On Sunday, the 51-year-old, who is serving for 10 years as the law enforcement agency's director, labelled cybercrime an "epidemic" caused by people worldwide connecting their lives so closely to the Web.
Speaking on CBS' "60 Minutes," Corney implied that a number of countries are trying to break into US networks frequently, but the Chinese are at the top of the list.
When asked what a typical day looked like for law enforcement concerned with cybercrime, Corney likened the problem to an "evil layer cake," — the top layer full of nation state actors, organized cyber syndicates and terrorists trying to break into US systems; "down to hacktivists, down to criminals and pedophiles."
In relation to the Chinese, Corney said these alleged cybercriminals are "extremely aggressive" and "widespread" in efforts to break into US computer networks. But why do so at all? According to the FBI's director, intellectual property is at the heart of such efforts.
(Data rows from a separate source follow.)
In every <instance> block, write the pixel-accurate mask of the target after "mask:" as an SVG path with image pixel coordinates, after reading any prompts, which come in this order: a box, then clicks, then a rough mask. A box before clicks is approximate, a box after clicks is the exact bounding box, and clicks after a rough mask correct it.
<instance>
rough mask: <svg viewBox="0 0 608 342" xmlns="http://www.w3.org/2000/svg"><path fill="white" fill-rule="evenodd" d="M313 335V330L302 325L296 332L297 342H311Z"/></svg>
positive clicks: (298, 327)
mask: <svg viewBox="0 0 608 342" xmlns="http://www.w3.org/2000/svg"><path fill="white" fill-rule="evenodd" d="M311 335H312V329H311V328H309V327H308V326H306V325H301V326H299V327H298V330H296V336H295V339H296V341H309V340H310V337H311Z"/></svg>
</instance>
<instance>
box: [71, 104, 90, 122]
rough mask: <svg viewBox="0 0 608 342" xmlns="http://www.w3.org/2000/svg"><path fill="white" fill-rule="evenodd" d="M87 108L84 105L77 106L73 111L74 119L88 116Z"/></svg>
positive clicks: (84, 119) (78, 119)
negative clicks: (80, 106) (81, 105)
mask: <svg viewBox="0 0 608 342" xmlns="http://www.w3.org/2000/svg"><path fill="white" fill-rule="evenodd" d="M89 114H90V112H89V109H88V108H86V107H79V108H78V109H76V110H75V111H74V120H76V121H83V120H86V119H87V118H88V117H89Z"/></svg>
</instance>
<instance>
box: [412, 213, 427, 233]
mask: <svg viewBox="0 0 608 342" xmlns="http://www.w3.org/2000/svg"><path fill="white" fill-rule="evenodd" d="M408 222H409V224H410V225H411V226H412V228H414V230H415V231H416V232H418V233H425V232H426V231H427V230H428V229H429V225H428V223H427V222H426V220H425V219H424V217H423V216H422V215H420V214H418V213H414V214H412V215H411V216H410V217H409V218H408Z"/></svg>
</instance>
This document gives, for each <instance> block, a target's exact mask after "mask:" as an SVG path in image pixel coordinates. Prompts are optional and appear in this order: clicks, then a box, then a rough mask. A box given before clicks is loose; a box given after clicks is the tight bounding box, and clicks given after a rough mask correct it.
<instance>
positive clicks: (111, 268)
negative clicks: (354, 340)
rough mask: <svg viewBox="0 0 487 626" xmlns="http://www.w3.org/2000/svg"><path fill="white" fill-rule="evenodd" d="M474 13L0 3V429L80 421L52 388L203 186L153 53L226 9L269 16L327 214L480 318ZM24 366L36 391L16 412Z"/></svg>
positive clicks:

Corney said:
"They steal information that will benefit their industry. [They are trying to get] Information which is useful to them; so they don't have to invent — they can copy or steal, or learn about how a company might approach negotiation with a Chinese company — all manner of things."
However, this wasn't all the director had to say in his first interview broadcast.
"There are two types of big companies in the US," Corney claimed. "Those who have been hacked by the Chinese, and those who don't know they've been hacked by the Chinese."
Despite such widespread hacking activity, Corney said that successful network compromisation isn't down to the skill of Chinese hackers — but rather how prolific they are.
"I liken them a bit to a drunk burglar. They're kicking in the front door, knocking over the vase, while they're walking out with your television set. They're just prolific. Their strategy seems to be: 'We'll just be everywhere all the time. And there's no way they can stop us,'" Comey commented.
China and the US have continually accused each other of cybercrime and hacking attempts. Earlier this year, the US charged five Chinese men dubbed "military hackers," accusing them of conspiracy to hack into US organisations to steal trade secrets. A 31-count indictment alleged the men broke into solar and nuclear technology companies in order to gain a competitive advantage.
China has denied such allegations, and instead accused the US of "hypocrisy" in light of Edward Snowden's disclosures concerning the spying activities of the National Security Agency (NSA). The country's defense ministry said:
"From 'WikiLeaks' to the 'Snowden' case, US hypocrisy and double standards regarding the issue of cyber security have long been abundantly clear."
According to the FBI director, Chinese hackers and network infiltration costs US businesses billions every year.